By Jamie McGeever
ORLANDO, Fla. (Reuters) – The Federal Reserve has clearly ratcheted up its new year anti-inflation rhetoric to match red hot labor markets and consumer price gains – but the speed and breadth of its tone change may have as much to do with forcing money markets to take it more seriously.
With monthly economic numbers still plagued by pandemic-related distortions and COVID-19 still raging, the shift from a more relaxed ‘wait-and-see’ posture of gradually dialing back stimulus to one of urgent hawkish activism has been jarring.
Despite some criticism that Fed Chair Jerome Powell is just bolstering his inflation-fighting credentials to secure his re-nomination, the Fed conversion has come from across the Federal Open Market Committee spectrum.
Take San Francisco Fed President Mary Daly, a labor market economist and inequality expert regarded as one of the most dovish members of the FOMC.
In two speeches as recently as mid-November Daly insisted inflation would moderate. Raising interest rates would not fix the supply chain bottlenecks and other temporary issues pushing up prices, but would harm jobs and the economy.

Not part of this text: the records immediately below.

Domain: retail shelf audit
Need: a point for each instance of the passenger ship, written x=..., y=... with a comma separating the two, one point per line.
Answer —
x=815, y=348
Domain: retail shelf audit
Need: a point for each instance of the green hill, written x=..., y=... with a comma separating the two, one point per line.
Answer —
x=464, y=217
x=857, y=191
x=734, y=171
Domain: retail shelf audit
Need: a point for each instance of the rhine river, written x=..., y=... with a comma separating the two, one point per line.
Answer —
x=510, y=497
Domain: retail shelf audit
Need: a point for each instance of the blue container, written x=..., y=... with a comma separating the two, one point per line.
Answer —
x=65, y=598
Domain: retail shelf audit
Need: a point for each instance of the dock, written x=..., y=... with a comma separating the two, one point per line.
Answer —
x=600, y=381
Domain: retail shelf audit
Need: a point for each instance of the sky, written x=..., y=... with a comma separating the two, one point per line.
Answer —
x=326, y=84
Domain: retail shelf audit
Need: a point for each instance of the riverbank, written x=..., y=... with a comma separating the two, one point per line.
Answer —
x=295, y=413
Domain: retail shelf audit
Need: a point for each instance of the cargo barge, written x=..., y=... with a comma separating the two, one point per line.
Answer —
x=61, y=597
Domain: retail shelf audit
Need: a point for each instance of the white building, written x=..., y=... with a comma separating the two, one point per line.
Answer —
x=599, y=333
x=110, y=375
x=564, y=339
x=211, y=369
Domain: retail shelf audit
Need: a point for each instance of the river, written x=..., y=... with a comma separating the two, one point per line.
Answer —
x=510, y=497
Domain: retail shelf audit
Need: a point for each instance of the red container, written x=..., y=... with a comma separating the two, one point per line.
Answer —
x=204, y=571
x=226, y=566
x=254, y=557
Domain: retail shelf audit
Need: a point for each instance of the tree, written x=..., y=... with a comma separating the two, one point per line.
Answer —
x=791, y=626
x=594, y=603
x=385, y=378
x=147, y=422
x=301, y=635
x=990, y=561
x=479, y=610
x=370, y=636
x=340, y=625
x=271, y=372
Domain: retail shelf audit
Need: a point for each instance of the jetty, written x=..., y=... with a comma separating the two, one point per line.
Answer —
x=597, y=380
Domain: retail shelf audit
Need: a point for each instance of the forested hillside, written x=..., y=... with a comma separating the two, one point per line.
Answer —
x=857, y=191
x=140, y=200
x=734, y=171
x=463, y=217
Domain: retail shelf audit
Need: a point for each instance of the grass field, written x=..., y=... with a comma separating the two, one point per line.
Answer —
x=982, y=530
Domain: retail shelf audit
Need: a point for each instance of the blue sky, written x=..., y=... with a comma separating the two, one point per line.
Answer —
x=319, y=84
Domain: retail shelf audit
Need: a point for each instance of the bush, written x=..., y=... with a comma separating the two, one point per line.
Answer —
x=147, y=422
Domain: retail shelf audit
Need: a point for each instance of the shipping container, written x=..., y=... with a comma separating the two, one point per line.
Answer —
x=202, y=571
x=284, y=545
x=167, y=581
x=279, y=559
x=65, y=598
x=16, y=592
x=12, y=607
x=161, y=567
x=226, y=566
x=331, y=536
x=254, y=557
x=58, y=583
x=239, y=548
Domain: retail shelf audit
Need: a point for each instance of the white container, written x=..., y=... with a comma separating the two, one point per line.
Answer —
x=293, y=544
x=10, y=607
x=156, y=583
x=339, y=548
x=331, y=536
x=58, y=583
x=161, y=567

“Uncertainty requires us to wait and watch with vigilance,” she said on Nov. 11, adding on Nov. 16: “Running headlong into a fog can be costly. Patience is the boldest action we can take.”
Last week, she said policy “definitely” needs to be adjusted, albeit cautiously, to tackle inflation.
A brief timeline of the Fed’s recent guidance is useful.
In late September, half of the 18-strong FOMC saw no interest rate hikes until at least 2023. U.S. futures markets and Wall Street heavyweights like Goldman Sachs at the time were pricing in no change in rates this year.
When the FOMC’s Nov. 2-3 meeting rolled around, markets were discounting only one full quarter-point rise this year, and that was not until around September.
The FOMC turned the screw at its mid-December meeting. It signaled three rate hikes this year, one more than the market was pricing in at the time, and said it would speed up the taper to conclude asset purchases in March.
In a final twist, the minutes of that meeting released on Jan. 5 also revealed that the FOMC opened initial discussions on shrinking its overall asset holdings.
Markets eventually got the hint. Futures markets are now close to fully pricing in four 25-basis point rate increases in 2022, starting in March. Economists at Deutsche Bank, JP Morgan and Goldman Sachs have ripped up their old forecasts and are also gunning for 100 bps of tightening this year.
PLAYING CATCH UP
This dramatic repricing in short-term rates markets for 2022 appears to be exactly what the Fed wanted. Several regional Fed presidents have given markets this steer since the New Year and Powell himself offered no pushback at his Senate confirmation hearing on Tuesday.
“They know what they are doing. I think this was intentional,” said Joseph Wang, a former senior trader on the Fed’s open markets desk, noting that the last thing the Fed wants to do is spring policy changes on the market.
Wang reckons the strength of wage growth and inflation recently has concentrated in the minds of FOMC members that the bank’s dual mandate of price stability and maximum employment is close to being met.
Whatever the reasons for their hawkish turn, he believes Fed officials will have been concerned that they had not brought the market along with them, hence the aggressive communications frenzy to get the market into line.
The first warning shots were fired in November. The Fed announced that it would soon begin scaling back its $120 billion in monthly asset purchases and Powell said it was no longer accurate to describe inflation as “transitory.” Then the FOMC signaled in December that three rate hikes were on the cards for 2022 and the market eventually caught up.
Yet despite the turnaround in 2022 expectations, the market still doesn’t believe the Fed will be willing or able to hit its own so-called neutral or ‘terminal’ rate of 2.5% – with futures out to 2025 still seeing policy rates below 2%.
This is important for investors trying to figure out what the longer-term horizon is for official interest rates. If the tightening cycle ends earlier than the Fed thinks it will, long-term bond yields and the dollar could be reined in too, with high-octane tech stock valuations sustained in the process.
But that assumes there is any clear picture in policy or market circles at all.
David Blanchflower, economics professor at Dartmouth College and former Bank of England policymaker, says it looks like FOMC members have had a three-line whip imposed on them to talk tough on rates. But it can’t have anything to do with economics.
“They have no idea what is coming in 2022. They have no data and no forecasting model, so the right thing to do is to wait and see. They’re lost,” he said.
(The opinions expressed here are those of the author, a columnist for Reuters.)